Ce Voyage fut fait et écrit en 1767 et 1768, dans un temps où Duclos se trouvait en quelque sorte contraint de sortir de France, pour échapper à la persécution dont il était menacé pour la liberté de ses propos dans l'affaire de M. de La Chalotais. Il était de la classe de ceux qu'on cherche à faire taire sans les mettre à la Bastille; les ministres d'alors avaient des idées très-précises sur ce qui leur convenait, en calculant la position, les entours, les appuis, le degré de célébrité, et ce qu'on appelait la considération de ceux qu'ils étaient tentés de prendre pour victimes. Duclos n'était point en position de braver un ministre, mais il pouvait l'inquiéter. Une absence, un voyage, était une sorte de transaction qui arrangeait à la fois le philosophe et le ministre.

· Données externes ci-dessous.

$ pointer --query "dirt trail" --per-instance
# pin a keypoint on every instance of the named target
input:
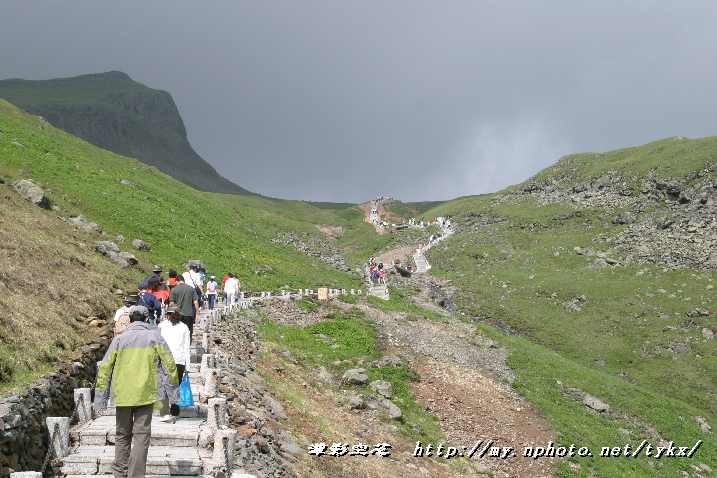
(366, 208)
(465, 383)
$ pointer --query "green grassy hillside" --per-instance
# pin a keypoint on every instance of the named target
(228, 232)
(617, 317)
(114, 112)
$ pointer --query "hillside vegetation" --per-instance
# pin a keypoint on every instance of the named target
(598, 274)
(228, 232)
(55, 292)
(114, 112)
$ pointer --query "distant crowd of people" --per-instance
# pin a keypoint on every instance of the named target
(376, 272)
(150, 353)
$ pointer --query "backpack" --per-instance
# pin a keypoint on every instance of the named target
(148, 300)
(122, 323)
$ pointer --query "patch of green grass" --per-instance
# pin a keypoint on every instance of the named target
(539, 373)
(348, 299)
(521, 273)
(667, 158)
(227, 232)
(398, 302)
(349, 337)
(416, 422)
(307, 305)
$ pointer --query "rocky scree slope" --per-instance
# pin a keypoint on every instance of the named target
(112, 111)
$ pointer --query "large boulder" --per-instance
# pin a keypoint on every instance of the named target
(140, 245)
(32, 192)
(106, 247)
(595, 403)
(85, 225)
(391, 409)
(126, 258)
(356, 376)
(382, 387)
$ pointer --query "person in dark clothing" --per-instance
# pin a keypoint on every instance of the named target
(186, 299)
(147, 299)
(156, 272)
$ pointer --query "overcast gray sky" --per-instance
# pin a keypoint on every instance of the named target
(338, 100)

Duclos, arrivé en Italie avec la réputation d'un écrivain distingué, historiographe de France, membre de plusieurs académies, connu de la plupart des ambassadeurs, et lié surtout avec M. le cardinal de Bernis, se trouva bientôt à portée de connaître les principaux personnages du théâtre sur lequel il était transplanté. Il trace leur caractère d'un pinceau qui paraît fidèle; il dévoile plusieurs intrigues alors secrètes; il raconte plusieurs faits alors intéressans. L'histoire des deux derniers conclaves, la lutte des factions opposées, les ruses, les contre-ruses et toutes les ressources de l'astuce italienne, employées par les concurrens, tout cela peut encore amuser, même aujourd'hui; il est toujours bon de savoir comment les hommes ont été gouvernés. Duclos prétend néanmoins que toutes ces ruses sont souvent inutiles, et que les augustes assemblées nommées conclaves se séparent quelquefois par l'ennui, la chaleur et les punaises: «car, ajoute-t-il, le saint esprit se sert de tout.» L'élection de Rezzonico, homme sans aucune espèce de talens, mais le fils d'un riche banquier, prouve que l'argent peut y servir aussi; et le hardi voyageur ne doute pas qu'avec deux millions habilement distribués, on ne pût faire pape un janséniste. Il faut pardonner ces réflexions à un auteur français mis à l'index, même avant son voyage d'Italie. Il n'en fut pas moins présenté au pape, n'en reçut pas moins sa bénédiction et une belle médaille d'or. C'est une des moindres contradictions de ce monde.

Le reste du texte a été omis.